L’ancien maire de São Paulo, Gilberto Kassab est donc pressenti pour le ministère de la Ville. Kassab est réputé conservateur et a fait alliance pendant un long moment avec l’actuel gouverneur de São Paulo, Geraldo Alckmin (PSDB, social-démocrate) qui roule pour l’opposition. Sur cette carte interactive élaborée par le quotidien Folha de São Paulo, il est possible de voir les changements que pourra apporter Dilma Rousseff à son gouvernement 2.0 et surtout très Market Friendly.
Dilma 2.0 sera donc un gouvernement progressiste formé par des ministres de droite ? L’ingénierie révèle au moins un fait : remporter une élection est une chose, gouverner en est une autre.
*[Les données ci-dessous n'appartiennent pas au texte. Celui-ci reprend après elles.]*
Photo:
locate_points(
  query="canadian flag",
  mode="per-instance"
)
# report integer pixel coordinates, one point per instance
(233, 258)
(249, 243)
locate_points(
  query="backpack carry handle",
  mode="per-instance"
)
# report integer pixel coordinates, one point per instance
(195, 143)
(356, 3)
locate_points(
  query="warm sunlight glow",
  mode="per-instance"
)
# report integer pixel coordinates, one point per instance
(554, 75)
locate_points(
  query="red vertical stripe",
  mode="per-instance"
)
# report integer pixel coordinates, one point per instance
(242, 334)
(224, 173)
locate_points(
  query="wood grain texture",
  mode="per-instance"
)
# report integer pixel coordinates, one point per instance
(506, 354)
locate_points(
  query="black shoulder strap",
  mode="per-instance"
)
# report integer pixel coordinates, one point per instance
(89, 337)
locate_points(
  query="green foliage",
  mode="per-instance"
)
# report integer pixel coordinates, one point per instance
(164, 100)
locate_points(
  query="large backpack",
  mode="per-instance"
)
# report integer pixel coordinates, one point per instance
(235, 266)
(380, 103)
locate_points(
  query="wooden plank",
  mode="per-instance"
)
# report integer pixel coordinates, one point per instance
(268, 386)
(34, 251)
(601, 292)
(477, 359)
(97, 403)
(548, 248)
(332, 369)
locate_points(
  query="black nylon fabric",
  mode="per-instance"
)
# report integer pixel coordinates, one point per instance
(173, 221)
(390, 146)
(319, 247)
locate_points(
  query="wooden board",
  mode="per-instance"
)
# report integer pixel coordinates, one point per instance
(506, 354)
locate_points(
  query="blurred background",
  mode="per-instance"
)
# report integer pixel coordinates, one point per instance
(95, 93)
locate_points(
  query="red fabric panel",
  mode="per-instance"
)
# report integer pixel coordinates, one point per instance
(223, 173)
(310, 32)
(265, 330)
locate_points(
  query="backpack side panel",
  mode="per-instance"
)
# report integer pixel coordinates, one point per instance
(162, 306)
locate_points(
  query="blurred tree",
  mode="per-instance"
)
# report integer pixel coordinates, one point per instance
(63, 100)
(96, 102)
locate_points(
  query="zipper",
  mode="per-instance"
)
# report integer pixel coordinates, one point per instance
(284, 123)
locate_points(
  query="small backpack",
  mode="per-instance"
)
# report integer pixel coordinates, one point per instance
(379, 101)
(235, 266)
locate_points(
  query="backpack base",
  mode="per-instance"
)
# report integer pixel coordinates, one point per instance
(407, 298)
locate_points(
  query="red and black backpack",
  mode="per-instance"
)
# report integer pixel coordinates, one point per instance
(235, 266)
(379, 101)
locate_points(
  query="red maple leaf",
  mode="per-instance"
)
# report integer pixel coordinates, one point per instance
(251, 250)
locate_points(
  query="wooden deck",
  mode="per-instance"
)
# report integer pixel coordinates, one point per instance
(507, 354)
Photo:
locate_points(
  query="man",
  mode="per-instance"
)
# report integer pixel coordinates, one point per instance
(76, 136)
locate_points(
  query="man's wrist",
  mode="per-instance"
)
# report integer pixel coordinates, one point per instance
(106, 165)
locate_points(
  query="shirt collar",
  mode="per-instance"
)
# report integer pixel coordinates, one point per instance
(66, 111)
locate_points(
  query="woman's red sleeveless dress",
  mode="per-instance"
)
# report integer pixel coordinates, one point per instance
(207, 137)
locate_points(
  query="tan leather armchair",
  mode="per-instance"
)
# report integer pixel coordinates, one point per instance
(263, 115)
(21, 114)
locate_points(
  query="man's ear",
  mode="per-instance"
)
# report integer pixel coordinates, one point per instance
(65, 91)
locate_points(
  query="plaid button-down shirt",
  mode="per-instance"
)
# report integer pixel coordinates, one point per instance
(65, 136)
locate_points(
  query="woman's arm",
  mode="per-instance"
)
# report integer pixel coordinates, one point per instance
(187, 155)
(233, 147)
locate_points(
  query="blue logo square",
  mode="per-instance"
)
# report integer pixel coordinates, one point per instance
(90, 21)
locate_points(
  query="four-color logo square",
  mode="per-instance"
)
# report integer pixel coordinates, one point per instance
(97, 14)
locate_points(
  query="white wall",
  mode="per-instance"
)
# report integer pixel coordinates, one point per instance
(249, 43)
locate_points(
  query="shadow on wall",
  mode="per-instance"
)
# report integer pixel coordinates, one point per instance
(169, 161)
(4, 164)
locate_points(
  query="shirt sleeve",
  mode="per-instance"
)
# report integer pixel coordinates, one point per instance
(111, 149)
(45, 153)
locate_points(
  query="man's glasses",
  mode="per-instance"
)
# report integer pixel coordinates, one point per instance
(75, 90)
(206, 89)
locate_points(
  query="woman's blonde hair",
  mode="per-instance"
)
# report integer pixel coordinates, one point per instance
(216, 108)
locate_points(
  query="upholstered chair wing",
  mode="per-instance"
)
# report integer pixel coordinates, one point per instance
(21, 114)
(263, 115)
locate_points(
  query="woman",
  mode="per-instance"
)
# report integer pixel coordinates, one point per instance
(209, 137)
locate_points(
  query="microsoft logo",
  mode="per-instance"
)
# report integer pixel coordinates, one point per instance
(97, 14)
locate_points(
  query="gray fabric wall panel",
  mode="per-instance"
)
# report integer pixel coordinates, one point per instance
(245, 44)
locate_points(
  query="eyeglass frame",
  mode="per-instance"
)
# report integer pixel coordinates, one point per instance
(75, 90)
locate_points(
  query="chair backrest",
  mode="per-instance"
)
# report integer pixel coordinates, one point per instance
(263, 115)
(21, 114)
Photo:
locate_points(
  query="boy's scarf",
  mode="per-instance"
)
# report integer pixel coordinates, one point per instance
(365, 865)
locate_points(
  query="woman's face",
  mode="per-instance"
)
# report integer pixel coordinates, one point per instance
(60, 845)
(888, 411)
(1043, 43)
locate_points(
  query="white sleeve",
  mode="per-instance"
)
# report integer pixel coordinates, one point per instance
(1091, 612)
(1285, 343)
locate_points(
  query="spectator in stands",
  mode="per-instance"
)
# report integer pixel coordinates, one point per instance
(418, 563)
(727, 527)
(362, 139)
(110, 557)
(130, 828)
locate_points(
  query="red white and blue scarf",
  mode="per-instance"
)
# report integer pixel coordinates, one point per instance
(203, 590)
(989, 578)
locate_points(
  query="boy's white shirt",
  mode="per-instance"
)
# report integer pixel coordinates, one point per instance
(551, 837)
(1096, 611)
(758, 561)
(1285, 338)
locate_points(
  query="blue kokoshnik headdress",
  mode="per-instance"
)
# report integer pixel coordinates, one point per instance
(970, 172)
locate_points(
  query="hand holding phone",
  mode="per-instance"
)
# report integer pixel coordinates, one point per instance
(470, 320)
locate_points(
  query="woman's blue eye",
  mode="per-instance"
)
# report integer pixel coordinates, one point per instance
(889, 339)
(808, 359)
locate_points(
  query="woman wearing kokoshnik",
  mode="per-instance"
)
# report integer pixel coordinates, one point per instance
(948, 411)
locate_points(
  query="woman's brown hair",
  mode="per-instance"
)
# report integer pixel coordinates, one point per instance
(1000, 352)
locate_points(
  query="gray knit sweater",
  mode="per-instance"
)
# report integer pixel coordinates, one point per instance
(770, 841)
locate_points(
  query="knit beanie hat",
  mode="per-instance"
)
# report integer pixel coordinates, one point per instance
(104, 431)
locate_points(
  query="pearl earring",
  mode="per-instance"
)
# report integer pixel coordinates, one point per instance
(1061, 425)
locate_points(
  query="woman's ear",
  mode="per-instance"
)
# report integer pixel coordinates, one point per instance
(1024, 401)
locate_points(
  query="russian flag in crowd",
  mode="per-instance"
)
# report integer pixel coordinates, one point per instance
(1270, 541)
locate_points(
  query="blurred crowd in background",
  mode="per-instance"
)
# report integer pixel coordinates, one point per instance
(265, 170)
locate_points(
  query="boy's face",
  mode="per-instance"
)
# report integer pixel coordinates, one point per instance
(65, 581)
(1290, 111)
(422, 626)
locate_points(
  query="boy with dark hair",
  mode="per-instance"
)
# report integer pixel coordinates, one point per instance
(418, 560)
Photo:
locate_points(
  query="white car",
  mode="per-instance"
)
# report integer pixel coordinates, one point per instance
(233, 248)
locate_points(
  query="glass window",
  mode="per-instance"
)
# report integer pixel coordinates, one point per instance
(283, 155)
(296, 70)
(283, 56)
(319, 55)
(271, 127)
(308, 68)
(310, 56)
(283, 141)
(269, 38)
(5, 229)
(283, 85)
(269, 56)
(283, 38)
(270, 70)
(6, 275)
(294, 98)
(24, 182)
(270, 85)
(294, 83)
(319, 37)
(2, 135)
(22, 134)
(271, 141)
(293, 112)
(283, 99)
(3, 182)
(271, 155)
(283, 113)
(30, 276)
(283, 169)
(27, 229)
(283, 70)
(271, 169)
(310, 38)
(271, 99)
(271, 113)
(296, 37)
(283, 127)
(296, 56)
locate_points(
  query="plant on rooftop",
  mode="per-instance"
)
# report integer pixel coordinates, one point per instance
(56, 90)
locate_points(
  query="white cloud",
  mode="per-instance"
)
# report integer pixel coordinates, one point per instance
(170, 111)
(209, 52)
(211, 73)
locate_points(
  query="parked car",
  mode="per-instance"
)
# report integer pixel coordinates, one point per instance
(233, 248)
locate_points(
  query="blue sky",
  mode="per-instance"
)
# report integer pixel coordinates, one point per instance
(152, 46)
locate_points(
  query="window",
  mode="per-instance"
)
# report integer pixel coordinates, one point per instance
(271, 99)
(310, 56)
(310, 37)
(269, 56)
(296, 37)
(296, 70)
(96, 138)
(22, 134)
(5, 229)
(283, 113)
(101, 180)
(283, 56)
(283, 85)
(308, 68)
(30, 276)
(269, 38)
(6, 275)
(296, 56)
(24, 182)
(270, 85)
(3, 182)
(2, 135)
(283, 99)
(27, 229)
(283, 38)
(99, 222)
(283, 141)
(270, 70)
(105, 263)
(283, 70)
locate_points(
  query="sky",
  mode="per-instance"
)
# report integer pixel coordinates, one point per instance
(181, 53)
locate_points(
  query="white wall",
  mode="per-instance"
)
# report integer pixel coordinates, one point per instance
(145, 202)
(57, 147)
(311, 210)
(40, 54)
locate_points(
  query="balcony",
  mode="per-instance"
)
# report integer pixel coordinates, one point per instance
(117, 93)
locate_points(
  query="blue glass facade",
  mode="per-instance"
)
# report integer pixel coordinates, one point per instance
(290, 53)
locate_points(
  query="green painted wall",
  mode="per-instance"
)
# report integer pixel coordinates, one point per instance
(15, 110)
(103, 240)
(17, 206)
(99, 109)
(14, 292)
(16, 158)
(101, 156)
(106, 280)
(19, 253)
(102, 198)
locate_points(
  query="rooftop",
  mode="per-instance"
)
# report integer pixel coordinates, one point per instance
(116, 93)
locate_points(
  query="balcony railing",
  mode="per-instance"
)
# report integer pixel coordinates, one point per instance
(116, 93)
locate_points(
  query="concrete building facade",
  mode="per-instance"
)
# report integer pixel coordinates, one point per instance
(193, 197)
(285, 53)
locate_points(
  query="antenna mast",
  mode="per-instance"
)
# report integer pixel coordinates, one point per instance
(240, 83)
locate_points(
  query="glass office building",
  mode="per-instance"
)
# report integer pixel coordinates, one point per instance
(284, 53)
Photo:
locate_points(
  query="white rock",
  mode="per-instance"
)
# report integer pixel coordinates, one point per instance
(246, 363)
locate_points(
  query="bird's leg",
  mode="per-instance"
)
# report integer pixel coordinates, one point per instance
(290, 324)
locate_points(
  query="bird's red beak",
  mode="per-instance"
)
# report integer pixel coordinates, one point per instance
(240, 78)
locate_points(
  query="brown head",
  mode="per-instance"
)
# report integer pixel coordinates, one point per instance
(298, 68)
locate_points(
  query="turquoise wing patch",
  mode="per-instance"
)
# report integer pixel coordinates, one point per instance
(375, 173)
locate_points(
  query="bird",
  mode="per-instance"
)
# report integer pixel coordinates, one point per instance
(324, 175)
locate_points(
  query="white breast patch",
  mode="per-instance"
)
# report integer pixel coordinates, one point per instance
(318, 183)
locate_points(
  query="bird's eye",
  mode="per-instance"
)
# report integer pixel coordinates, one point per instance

Et surtout, il apparaît clairement que Dilma Rousseff est ressortie fragilisée de ces élections notamment parce que son parti a perdu des sièges au Parlement.
Ces dernières semaines, le nom de Kátia Abreu (PMDB, centre droit) pressentie au ministère de l’Agriculture a fait couler beaucoup d’encre; car elle dirige actuellement la confédération de l’agriculture et de la pêche, un secteur de la production pas toujours bien vu par les mouvements sociaux…
De plus, Dilma 2.0 fera attention à ne pas nommer un ministre qui serait par la suite emporté par le scandale de Petrobras. On se souvient qu’après son élection de 2010, la présidente Rousseff a dû changer six ministres pris dans une autre tempête de corruption.
Madame Rousseff est donc très loin d’être en position de force. Elle doit composer, et ici, le parallèle avec Obama 2.0 est très opportun, car si Dilma Rousseff s’efforce de plaire à un Parlement opposé à son programme et également très Market friendy, Obama a décidé de passer en force notamment sur le dossier de l’immigration.
Tout ceci me fait penser à une anecdote très connue dans les années 1990 et que Julie Owono (@JulieOwono), la grande journaliste camerounaise me rappelait un peu par hasard sur le réseau social Facebook. Parlant de l’affaire Exhibit B, elle a additionné le hashtag #TINA provoquant ainsi ma curiosité. Naturellement, j’ai pensé à la gourou des marchés, Margaret Thatcher et son fameux slogan There Is No Alternative, sans me rendre compte que l’acronyme avait depuis été resignifié en This Is New Africa – donc aussi, #TINA.
Bref, il me semble que ce slogan si cher à Margaret Thatcher n’a pas fini de nous gouverner, du moins symboliquement. Car on le voit bien que dans tous les pays, les gouvernements sont préoccupés par une obscure nécessité d’être Market friendly, c’est-à -dire, fréquentables. Qui a dit que le thatchérisme était mort?